The pontiff used the offensive term during a closed door meeting with priests in Rome on Tuesday, sources told Ansa, Italy’s national news agency.
“In the Vatican there is an air of faggotry,” he said, using a slang word, “frociaggine”, which is regarded as derogatory in Italian.
It is an open secret that many Catholic priests are gay but the issue is rarely addressed publicly and certainly not in such direct language.
Francis reportedly said that if a young man wanting to become a seminarian, or trainee priest, is homosexual then it would be better for him to choose a different career.
Apology in May
The Pope caused offence last month when he first referred to “faggotry”, saying too many young seminarians were gay.

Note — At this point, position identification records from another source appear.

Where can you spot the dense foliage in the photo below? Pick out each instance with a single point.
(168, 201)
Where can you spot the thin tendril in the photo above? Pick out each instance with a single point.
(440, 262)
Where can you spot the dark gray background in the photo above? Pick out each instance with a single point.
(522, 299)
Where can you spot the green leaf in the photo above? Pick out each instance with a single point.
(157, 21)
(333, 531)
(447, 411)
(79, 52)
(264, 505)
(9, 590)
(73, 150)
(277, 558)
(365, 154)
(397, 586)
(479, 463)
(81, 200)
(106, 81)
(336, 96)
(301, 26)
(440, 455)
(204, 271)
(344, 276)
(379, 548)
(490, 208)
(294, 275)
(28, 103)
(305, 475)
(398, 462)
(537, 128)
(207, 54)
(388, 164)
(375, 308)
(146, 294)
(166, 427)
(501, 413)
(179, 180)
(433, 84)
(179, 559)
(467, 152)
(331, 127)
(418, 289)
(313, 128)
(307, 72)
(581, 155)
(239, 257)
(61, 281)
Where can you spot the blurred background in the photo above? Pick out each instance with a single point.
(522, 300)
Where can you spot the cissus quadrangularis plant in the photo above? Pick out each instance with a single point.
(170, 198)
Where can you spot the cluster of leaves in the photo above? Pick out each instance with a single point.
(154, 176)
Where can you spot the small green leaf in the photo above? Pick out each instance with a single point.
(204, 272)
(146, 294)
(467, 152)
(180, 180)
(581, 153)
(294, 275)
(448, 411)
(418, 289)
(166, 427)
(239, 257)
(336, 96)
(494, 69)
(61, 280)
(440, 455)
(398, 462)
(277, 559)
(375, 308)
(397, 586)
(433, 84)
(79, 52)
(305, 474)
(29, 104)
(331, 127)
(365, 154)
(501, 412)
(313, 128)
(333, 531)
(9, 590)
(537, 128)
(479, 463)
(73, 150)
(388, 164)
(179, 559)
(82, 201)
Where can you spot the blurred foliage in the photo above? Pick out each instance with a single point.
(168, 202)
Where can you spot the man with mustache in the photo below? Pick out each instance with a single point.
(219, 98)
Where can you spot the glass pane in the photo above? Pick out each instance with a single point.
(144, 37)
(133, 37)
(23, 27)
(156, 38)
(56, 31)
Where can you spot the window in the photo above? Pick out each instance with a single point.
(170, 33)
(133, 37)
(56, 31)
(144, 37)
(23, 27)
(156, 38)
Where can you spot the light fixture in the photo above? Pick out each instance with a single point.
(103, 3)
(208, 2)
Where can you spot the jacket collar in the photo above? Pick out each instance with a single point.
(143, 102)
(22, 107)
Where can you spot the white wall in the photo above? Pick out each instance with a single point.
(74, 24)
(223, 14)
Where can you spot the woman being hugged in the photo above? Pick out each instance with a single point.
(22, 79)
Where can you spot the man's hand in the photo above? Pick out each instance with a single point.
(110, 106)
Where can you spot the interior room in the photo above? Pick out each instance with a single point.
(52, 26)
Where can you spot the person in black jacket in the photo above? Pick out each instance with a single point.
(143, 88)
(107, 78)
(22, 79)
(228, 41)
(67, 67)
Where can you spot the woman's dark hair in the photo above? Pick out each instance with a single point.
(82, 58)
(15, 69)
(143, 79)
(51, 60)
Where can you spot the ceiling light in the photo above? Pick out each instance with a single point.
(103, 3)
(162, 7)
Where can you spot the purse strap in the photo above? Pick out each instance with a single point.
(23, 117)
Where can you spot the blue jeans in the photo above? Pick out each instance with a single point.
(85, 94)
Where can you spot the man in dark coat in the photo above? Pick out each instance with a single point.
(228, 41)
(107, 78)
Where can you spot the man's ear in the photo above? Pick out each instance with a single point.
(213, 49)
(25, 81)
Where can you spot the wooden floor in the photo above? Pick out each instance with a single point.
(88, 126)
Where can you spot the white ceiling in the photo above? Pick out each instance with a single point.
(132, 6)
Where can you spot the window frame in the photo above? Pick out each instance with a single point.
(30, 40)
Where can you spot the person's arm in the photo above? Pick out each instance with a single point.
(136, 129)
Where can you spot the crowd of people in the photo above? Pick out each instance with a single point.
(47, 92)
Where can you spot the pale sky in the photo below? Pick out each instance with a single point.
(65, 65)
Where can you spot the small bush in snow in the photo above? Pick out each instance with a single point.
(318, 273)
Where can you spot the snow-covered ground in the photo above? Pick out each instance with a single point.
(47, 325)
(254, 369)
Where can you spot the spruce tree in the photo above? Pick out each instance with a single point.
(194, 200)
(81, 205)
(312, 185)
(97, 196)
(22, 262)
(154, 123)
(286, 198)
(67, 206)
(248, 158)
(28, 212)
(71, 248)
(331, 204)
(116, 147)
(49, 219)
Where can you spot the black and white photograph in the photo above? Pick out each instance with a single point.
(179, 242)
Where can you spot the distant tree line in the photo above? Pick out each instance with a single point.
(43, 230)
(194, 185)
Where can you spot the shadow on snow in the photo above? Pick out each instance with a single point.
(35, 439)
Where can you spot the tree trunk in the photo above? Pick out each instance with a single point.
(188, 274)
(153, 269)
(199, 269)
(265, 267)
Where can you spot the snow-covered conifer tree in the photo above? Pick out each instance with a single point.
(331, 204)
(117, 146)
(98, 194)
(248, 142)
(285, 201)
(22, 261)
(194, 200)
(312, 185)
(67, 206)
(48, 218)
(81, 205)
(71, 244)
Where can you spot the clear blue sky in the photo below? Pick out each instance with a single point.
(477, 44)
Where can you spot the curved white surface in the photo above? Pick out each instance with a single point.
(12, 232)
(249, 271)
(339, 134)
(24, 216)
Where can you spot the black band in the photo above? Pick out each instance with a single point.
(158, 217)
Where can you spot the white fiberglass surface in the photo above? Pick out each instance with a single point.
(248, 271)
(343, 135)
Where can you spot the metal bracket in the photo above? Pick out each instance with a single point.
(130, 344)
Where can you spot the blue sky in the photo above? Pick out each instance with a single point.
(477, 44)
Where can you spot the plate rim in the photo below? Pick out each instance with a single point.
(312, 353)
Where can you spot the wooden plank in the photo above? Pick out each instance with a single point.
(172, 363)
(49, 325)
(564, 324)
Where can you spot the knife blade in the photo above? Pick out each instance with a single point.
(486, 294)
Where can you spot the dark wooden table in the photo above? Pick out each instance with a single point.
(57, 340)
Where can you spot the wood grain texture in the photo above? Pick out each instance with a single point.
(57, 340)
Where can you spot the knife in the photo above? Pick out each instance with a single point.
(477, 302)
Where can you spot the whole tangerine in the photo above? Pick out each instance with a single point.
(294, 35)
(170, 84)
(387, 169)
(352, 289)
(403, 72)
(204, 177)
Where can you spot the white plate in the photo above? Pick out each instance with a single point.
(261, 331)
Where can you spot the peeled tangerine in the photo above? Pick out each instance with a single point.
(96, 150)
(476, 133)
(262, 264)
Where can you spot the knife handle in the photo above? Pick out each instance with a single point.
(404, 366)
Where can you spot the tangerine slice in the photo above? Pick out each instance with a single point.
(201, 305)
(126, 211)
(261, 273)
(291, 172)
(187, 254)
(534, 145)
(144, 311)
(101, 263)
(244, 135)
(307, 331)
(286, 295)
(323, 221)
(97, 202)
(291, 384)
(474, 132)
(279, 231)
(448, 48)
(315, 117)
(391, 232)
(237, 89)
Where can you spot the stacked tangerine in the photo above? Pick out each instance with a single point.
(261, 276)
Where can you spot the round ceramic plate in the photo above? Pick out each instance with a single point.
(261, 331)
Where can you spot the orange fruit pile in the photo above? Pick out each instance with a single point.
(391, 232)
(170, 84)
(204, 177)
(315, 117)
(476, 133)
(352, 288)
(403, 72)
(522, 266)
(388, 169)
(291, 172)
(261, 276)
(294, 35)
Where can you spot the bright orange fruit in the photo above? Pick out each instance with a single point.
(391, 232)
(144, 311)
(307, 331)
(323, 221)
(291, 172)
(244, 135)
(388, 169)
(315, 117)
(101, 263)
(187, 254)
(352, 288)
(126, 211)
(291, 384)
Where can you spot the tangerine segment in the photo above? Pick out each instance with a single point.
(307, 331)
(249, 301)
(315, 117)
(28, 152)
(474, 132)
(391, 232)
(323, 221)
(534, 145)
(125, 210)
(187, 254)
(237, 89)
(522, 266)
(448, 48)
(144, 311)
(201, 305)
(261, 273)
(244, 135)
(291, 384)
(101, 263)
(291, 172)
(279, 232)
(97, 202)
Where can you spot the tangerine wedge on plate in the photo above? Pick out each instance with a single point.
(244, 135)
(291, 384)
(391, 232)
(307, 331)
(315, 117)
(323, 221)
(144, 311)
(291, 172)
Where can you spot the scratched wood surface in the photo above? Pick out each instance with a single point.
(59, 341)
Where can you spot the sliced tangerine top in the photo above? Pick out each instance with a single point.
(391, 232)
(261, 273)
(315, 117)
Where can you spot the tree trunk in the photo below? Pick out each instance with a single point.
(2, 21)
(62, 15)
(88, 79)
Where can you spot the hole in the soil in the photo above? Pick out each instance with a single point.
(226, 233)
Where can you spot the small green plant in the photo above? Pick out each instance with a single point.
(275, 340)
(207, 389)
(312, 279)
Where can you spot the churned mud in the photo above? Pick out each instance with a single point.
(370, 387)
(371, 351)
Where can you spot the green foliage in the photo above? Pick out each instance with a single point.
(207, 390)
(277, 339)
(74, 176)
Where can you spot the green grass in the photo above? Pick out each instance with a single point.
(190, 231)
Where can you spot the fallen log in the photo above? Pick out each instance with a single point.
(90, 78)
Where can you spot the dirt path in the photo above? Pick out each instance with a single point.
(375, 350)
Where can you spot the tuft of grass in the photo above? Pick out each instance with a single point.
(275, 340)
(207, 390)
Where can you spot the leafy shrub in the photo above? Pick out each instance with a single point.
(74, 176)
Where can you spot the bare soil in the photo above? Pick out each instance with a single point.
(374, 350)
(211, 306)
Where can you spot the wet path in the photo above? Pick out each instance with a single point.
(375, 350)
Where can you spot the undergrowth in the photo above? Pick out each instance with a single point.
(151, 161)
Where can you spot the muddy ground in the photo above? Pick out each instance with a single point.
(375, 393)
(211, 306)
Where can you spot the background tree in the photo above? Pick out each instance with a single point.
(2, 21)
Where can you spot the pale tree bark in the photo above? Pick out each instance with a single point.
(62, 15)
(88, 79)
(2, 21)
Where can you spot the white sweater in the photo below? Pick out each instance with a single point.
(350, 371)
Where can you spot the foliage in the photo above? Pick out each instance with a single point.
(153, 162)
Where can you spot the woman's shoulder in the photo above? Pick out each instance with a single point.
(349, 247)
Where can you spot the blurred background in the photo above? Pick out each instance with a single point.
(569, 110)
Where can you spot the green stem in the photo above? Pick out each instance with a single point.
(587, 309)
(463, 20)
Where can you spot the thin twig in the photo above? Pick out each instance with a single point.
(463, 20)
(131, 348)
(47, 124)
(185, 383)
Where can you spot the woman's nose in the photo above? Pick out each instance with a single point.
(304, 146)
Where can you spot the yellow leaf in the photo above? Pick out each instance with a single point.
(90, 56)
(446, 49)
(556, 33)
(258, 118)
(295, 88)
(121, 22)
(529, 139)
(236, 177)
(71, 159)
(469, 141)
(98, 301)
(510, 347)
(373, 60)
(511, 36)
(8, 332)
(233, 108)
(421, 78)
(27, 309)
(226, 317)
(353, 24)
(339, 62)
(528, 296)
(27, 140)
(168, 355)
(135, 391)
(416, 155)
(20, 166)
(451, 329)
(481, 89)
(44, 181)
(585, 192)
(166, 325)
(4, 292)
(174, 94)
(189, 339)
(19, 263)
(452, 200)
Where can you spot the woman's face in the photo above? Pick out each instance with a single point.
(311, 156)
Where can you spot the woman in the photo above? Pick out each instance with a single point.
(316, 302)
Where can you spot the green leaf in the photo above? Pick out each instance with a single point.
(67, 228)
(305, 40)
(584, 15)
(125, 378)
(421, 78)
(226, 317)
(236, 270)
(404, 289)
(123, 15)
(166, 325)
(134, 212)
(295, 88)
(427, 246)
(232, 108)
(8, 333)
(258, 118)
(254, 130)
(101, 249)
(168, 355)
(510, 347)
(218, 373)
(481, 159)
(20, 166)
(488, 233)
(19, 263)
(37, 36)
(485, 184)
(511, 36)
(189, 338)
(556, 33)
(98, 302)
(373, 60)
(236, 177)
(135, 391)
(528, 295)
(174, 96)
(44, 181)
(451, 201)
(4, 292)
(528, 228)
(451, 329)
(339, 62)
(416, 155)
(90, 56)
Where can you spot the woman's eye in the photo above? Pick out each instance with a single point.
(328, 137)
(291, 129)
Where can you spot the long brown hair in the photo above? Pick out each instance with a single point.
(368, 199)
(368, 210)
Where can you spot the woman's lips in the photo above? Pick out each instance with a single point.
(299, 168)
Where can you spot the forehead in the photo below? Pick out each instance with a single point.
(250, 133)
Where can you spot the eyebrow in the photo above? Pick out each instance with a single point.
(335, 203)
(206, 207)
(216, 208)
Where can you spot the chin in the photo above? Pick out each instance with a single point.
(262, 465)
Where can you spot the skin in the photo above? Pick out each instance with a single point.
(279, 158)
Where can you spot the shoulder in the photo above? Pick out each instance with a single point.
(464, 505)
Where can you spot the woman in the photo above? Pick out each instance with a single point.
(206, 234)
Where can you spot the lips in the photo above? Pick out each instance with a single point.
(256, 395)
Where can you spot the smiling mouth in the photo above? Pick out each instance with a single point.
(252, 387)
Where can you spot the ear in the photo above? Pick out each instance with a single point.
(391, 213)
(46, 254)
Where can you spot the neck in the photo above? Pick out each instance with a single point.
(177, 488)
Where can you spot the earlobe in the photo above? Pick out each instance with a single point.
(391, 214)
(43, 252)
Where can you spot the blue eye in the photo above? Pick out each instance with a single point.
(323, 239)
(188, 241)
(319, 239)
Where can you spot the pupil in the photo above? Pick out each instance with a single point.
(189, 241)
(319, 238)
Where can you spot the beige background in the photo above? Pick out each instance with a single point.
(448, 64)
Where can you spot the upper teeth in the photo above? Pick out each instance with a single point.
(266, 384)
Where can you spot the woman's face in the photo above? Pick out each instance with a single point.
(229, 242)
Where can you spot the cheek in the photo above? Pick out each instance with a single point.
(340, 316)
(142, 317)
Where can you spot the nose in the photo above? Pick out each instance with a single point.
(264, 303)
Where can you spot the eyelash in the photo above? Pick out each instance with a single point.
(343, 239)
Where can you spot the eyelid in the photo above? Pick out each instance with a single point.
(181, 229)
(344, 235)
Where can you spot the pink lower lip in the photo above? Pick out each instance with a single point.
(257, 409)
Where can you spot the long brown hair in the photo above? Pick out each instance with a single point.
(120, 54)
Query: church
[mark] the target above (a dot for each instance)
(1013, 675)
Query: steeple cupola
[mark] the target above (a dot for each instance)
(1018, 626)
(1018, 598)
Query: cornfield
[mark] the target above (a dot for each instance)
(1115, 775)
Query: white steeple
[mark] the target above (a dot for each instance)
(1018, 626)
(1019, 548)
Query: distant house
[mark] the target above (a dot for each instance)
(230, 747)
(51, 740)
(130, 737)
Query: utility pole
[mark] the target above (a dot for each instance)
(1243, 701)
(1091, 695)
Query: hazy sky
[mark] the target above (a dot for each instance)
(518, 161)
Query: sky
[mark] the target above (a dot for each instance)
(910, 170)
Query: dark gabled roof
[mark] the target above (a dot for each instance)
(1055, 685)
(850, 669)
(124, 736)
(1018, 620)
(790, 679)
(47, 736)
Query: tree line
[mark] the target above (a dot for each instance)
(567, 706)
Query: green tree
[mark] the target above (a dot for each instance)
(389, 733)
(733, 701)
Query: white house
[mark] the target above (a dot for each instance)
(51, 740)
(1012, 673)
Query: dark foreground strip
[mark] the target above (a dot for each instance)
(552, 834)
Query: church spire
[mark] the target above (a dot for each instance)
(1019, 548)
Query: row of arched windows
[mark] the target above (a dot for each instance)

The Vatican had to issue an apology, saying the Pope “never intended to offend or express himself in homophobic terms” and that he “apologises to those who felt offended.”
There were claims that the Pope, whose mother tongue is Spanish, had not appreciated how offensive the term is considered to be.
That defence has now been thrown into question by his repetition of the word.
It is not clear who leaked the Pope’s controversial remarks to the Italian press. It may have been a conservative out to hurt the Argentinian pontiff, or it could just be a priest - or priests - who are shocked and unhappy with his choice of language, a Vatican expert said.
Robert Mickens, a decades-long observer of the Catholic Church, said of the Pope: “He famously said ‘Who am I to judge?’ in relation to gays in the Catholic Church and yet he is using this word ‘frociaggine’.
“There are gay priests who struggle with their sexuality and this is very hurtful to them.”
‘Priests talk a lot’
On Wednesday, Francis also said that priests should keep their homilies short and speak for a maximum of eight minutes to prevent members of the congregation from nodding off.
The homily, a message delivered by a celebrant following a Bible reading, “must be short: an image, a thought, a feeling”, the Pope said during his weekly audience.
It should not last longer than eight minutes “because after that time attention is lost and people fall asleep, and they are right,” said the 87-year-old pontiff.
“Priests sometimes talk a lot and you don’t understand what they are talking about.”